Durch ein seltenes Zusammentreffen von handwerklichem Können, technischem Wissen und Phantasie gelang es diesem Maler, den Besuch auf fremden Welten zu imaginieren. Mit photorealistisch wirkenden Bildern belebte er die öffentliche Unterstützung für bemannte Raumfahrtunternehmen.

Der amerikanische Maler und Illustrator Chesley Bonestell wurde am 1. Januar 1888 geboren – 15 Jahre vor dem Jungfernflug der Gebrüder Wright und 38 Jahre vor dem Start der ersten kleinen Rakete mit flüssigem Treibstoff. Als er im Alter von 98 Jahren starb, hatte der Mensch seinen Fuß auf den Mond gesetzt und Sonden zu den Planeten unseres Sonnensystems geschickt. Indem Bonestells astronomische und astronautische Panoramen große technische Triumphe des 20. Jahrhunderts vorwegnahmen, förderten sie deren Verwirklichung. Mit malerischer und technischer Exaktheit holte er den Aufbruch von der Erde aus dem Reich der Phantasie und führte die Naherkundung fremder Himmelskörper als greifbare Möglichkeit vor aller Augen (Bild 1).

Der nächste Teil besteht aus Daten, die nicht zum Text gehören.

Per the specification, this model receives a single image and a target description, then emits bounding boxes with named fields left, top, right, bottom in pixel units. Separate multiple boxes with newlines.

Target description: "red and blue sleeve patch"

Bonestell entstammte einer gutbürgerlichen Familie aus San Francisco; da seine Mutter früh starb, wurden er und seine beiden älteren Schwestern von Vater und Großvater großgezogen. Mit fünf Jahren begann er zu zeichnen und bekam mit zwölf Jahren systematischen Kunstunterricht. Den 17jährigen faszinierte der erste Blick durch die 30- und 90-Zentimeter-Linsenfernrohre des Lick-Observatoriums auf dem Mount Hamilton im nördlichen Kalifornien derart, daß er sofort danach den Saturn und seine Ringe skizzierte.

Trotz seiner Vorliebe für freies Zeichnen und Malen wurde Bonestell zunächst Architekt – auch gedrängt vom Großvater, der brotlose Künste verachtete. Er studierte an der Columbia-Universität New York ohne formalen Abschluß, bestand aber die Prüfung vor der Architektenkammer des Bundesstaates Kalifornien und arbeitete von 1911 an im Atelier des innovativen Architekten Willis Polk, der ihn bald zum Leiter der Entwurfsabteilung machte.

Unter anderem schuf Bonestell Ideenskizzen und dekorative Pläne für den Seventeen-Mile-Drive in Pebble Beach; dieses Projekt war Teil eines ehrgeizigen Erschließungsprogramms für die kalifornische Halbinsel von Monterey. Im Jahre 1927 wirkte er bei William van Alens Entwurf für das Chrysler-Hochhaus in New York mit, einen der markantesten Wolkenkratzer Manhattans, und arbeitete später Details eines weiteren amerikanischen Wahrzeichens aus: der Golden-Gate-Brücke von San Francisco. Bei allem beruflichen Engagement zeichnete er hin und wieder Mond- und Marslandschaften, die er an Freunde und Angehörige verschenkte.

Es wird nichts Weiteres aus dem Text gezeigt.